Jenkins disputes the need for more tall buildings. Eighty per cent of proposed towers are for luxury flats. “We need luxury flats in London like we need a plague,” says Jenkins.

High-density low rise
Tall buildings go up in London with foreign money for speculative investment. “None have any civic significance,” he adds. “Their offices are not popular. The Gherkin has gone bankrupt. As did Canary Wharf at one stage. The Shard is proving difficult to occupy.”
Jenkins says London desperately needs more high-density but low-rise housing. “But most of these high rise flats are sold off-plan to overseas investors. As a desperate gesture of a locality to the Mayor of London, the developers of the new tower blocks at Battersea pledged buyers would have to come to London to sign the lease!
“Tall buildings aren’t needed. They’re inefficient and highly expensive to maintain. Honest architects say they’re stuffed full of lifts and deteriorate quickly.
“Tall buildings are alien. They make London look like Dubai. In two hundred years time, people will look back at us and ask ‘why did they put up these strange and mostly unoccupied tall buildings?’
“Oppose the motion. Vote for low-rise.”

The Leadenhall Building, or 'Cheesegrater, in the City of London

Context: The majority of 230 new towers – buildings with over 20 storeys - in London’s planning pipeline are residential, according to GL Hearn and NLA research.
London has seen a surge in tall buildings since 2000 when ‘The Gherkin’ gained planning permission. The Shard opened in 2012. The Leadenhall Building (‘The Cheesegrater’) and 20 Fenchurch Street (‘Walkie Talkie’) are due to open in 2014.

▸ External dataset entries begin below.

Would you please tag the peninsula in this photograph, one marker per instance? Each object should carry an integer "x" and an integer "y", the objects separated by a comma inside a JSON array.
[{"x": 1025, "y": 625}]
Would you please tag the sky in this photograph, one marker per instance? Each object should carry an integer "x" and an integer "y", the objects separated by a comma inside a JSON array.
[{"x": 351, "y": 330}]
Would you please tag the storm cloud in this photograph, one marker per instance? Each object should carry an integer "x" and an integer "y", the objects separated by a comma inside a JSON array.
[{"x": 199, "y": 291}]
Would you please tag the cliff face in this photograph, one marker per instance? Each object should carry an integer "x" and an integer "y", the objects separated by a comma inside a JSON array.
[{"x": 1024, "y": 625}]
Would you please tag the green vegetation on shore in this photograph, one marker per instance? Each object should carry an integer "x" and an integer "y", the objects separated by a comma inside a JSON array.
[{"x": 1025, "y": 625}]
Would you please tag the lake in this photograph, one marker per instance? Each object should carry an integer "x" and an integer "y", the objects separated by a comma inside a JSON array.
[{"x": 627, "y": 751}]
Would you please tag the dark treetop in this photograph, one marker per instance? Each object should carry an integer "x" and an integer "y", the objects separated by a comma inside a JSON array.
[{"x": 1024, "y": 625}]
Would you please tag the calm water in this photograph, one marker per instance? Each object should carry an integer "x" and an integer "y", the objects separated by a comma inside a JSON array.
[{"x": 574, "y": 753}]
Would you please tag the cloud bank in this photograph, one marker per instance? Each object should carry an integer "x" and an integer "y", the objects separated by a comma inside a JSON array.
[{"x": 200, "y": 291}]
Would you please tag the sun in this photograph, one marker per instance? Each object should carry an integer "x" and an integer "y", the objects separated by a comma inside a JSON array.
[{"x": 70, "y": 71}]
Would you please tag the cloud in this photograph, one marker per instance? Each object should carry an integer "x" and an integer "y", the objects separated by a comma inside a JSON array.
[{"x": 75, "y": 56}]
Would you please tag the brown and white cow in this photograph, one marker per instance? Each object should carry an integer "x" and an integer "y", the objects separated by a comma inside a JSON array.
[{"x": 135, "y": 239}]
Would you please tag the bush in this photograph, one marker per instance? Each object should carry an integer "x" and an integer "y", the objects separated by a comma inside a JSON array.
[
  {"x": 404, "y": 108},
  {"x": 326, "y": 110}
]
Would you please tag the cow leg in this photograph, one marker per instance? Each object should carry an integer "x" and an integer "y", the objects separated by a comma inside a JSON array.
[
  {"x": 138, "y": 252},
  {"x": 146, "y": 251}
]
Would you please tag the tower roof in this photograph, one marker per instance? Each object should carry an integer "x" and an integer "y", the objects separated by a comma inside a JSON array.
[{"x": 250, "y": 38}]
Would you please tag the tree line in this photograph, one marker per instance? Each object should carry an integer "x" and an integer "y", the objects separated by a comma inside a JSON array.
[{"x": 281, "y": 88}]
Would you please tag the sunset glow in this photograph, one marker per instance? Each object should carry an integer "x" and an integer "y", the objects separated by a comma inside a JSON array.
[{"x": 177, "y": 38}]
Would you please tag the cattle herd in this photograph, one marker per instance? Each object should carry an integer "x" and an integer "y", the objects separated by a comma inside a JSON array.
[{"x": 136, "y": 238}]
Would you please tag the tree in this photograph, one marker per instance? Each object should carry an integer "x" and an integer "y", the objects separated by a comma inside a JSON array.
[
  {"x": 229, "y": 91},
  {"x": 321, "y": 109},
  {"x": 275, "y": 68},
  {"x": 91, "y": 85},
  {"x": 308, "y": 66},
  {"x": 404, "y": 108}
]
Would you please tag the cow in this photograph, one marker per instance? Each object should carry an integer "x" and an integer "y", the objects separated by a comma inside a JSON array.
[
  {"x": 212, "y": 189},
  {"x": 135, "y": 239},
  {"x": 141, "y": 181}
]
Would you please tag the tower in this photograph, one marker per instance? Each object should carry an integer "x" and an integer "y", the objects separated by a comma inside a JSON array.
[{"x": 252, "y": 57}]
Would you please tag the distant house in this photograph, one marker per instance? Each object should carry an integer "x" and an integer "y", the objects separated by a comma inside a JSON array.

*UKIP = United Kingdom Independence Party, a rising right-wing political force with an anti-immigration stance.
**The Strata Tower in Elephant and Castle, approved by the London Borough of Southwark and the Mayor of London, is home to 399 apartments in a 43-storey, 148m-high building, part of the Strata SE1 luxury residential development completed in summer 2010.

Does London Need More Tall Buildings? A keynote public debate at the Peacock Theatre in Portugal Street, Holborn, part of the 2014 London Festival of Architecture (1-30 June), organised by the London School of Economics, New London Architecture and the Centre for London - and chaired by Sarah Gaventa.

Paul Coleman, London Intelligence, June 2014

1 comment:

Anonymous said...

Great post! I couldn't get a ticket so this is an amazing find. Thank you so much for sharing!